2003年9月18日
UNU/J31/03
 
 

 

関東大震災から80周年
国連大学で地震防災オープンフォーラム開催


あの関東大震災から80周年を迎えた今、東京やその他の場所でまた大地震が起きたとしたら、私達はどれだけの対応ができるでしょうか。地球的に見れば、都市化の加速は止まるところを知らず、人もモノも複雑かつ巨大なメガシティーに集中するようになっています。地震によるリスクの軽減は、大都市だけでなく、国際社会全体にとって死活的な問題です。なぜなら、今日の相互依存が進んだ世界では、局地的な大災害が国内全体、地域全体、さらには世界全体の安寧に悪影響を及ぼしかねないからです。地震の防止はおろか、その予知さえおぼつかないという認識が高まる中で、地震の被害軽減が一層重視されています。常に拡大を続け、インフラが飛躍的な変化を遂げ、様々な社会部門が複雑に絡み合う大都市中心部は、地震によるリスクの軽減に大きな課題を抱えています。過去の経験に学び、たゆまぬ組織的な取り組みを重ねることで、都市を地震の被害から守ることが必要です。
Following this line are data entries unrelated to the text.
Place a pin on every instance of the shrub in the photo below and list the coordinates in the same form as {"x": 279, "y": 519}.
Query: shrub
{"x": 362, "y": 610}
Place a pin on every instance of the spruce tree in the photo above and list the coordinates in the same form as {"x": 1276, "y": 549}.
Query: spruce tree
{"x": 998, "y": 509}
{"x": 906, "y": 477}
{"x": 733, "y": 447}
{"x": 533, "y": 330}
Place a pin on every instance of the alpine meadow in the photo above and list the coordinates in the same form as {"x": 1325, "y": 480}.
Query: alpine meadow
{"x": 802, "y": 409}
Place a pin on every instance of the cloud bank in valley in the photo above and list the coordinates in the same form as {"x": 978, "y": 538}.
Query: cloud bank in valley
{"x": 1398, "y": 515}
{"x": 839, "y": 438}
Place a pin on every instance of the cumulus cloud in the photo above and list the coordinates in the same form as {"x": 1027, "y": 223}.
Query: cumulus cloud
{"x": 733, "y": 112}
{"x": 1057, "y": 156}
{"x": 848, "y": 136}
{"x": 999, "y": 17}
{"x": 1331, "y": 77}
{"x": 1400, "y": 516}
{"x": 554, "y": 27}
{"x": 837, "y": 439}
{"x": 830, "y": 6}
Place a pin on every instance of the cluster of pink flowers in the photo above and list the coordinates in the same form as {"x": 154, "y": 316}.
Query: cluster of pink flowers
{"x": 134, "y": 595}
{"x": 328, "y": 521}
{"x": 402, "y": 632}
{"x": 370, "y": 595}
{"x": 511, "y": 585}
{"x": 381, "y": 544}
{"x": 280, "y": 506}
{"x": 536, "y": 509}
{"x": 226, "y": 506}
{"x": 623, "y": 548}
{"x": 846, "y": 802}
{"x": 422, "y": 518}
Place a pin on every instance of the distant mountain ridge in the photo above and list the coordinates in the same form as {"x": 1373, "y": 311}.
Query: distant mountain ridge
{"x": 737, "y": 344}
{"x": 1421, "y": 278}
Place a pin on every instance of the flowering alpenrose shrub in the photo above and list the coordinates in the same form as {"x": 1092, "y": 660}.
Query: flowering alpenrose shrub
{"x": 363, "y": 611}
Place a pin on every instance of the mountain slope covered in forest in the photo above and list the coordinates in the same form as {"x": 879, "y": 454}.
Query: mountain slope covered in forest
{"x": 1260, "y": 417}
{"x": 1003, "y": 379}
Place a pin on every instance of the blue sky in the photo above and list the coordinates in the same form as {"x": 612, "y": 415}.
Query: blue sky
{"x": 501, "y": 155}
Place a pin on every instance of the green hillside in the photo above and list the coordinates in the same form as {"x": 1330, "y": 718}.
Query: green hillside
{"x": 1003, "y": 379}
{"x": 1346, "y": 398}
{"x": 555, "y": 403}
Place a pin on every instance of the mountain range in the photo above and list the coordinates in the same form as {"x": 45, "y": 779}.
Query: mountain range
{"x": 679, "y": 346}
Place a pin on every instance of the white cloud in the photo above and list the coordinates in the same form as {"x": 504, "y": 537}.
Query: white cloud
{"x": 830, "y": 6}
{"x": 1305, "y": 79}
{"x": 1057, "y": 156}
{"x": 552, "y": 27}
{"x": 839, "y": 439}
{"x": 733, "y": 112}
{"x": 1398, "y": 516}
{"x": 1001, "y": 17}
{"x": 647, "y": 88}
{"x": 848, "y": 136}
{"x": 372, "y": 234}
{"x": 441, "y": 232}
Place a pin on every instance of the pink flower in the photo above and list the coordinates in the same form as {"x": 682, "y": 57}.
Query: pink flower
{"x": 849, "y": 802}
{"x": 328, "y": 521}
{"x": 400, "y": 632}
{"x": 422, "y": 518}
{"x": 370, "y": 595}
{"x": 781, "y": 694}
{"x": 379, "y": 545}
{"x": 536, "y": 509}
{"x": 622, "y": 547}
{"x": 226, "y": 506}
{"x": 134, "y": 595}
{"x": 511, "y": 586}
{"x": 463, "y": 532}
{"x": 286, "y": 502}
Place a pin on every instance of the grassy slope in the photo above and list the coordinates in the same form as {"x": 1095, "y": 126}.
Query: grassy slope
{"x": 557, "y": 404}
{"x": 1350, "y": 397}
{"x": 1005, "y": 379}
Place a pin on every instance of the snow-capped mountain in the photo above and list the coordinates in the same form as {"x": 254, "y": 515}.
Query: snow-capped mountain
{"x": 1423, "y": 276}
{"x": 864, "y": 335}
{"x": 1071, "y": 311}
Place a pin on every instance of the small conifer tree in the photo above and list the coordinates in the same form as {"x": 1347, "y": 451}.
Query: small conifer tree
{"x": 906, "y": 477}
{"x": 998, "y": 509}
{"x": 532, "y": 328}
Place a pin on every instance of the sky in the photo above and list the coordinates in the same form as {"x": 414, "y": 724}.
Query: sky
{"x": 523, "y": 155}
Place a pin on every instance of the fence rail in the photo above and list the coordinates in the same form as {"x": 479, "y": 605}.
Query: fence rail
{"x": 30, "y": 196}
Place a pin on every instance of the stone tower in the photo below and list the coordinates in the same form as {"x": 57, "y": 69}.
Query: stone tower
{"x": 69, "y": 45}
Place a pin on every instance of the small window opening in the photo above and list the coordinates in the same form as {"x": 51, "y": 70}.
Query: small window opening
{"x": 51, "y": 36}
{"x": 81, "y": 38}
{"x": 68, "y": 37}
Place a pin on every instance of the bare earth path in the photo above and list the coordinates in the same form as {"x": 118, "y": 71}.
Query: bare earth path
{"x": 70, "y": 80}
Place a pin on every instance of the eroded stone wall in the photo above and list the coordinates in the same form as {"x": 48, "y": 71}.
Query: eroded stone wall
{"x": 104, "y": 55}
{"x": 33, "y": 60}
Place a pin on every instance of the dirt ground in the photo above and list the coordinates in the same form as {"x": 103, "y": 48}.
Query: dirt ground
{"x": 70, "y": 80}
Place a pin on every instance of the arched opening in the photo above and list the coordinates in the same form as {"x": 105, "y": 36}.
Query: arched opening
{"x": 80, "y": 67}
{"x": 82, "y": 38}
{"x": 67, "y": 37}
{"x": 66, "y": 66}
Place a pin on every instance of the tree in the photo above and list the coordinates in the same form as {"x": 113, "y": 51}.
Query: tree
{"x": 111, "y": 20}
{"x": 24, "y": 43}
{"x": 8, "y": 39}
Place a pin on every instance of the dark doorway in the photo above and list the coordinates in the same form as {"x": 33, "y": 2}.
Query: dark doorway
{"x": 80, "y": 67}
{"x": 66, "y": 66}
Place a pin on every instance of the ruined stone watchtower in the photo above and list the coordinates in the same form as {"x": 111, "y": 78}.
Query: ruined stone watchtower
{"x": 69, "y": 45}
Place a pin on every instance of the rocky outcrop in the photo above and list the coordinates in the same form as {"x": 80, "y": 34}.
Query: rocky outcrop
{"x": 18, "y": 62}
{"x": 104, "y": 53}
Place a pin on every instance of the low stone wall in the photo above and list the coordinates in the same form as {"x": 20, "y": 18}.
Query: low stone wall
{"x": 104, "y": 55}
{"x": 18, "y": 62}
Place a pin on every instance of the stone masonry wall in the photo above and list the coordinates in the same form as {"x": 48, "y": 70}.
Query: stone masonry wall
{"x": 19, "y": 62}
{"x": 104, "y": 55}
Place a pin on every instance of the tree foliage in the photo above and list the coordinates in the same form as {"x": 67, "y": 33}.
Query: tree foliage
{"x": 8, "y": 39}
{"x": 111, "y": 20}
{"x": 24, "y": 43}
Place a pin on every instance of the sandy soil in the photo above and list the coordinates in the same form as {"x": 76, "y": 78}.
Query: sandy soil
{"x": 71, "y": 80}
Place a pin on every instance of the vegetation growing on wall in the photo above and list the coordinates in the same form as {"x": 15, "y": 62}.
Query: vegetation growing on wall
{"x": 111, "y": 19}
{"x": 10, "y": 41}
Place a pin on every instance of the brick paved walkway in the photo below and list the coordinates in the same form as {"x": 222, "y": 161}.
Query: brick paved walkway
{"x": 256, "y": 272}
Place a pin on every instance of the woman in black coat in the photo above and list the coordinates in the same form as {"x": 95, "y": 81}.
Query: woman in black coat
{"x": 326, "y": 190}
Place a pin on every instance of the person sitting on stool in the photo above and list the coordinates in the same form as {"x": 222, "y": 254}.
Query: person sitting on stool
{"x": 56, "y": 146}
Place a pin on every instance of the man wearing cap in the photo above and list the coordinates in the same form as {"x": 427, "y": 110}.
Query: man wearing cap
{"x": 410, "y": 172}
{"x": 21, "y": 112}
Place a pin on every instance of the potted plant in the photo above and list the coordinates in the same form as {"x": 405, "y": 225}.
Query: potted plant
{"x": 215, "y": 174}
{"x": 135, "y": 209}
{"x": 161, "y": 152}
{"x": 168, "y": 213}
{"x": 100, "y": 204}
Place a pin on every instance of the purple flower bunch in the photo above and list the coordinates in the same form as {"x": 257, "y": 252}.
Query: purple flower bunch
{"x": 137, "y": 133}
国連大学は10月4日、こうした問題を地域の視点と国際的な視点から考えるオープンフォーラム「地震の備えは万全か?〜関東大震災80周年の国際防災デーに考える〜」を東京で開催します。このフォーラムは、関東地方での地震対策と、再び関東大震災が起こった場合に考えられる影響を特に重視しながら、災害に対する備えの現状と政策について話し合おうというものです。フォーラムではまた、大災害が起こった際の危機管理と復興の問題も検討されます。講師には、防災科学研究所(NIED)の片山恒雄理事長、東京大学生産技術研究所の目黒公郎助教授、スタンフォード大学のハレシュ・シャー名誉教授およびニューヨーク行政研究所のデビッド・マメン所長をお招きします。

このオープンフォーラムは、国連大学、内閣府、国連国際防災戦略(UN ISDR)事務局、世界地震安全推進機構(WSSI)およびアジア防災センター(ADRC)の共催によるものです。開会はUNハウス(国連大学ビル)のウ・タント国際会議場で、2003年10月4日(土)午後2時の予定です。フォーラムのプログラムは別添のとおりです。入場は無料で、どなたでもご参加になれますが報道関係以外の方は事前登録が必要です。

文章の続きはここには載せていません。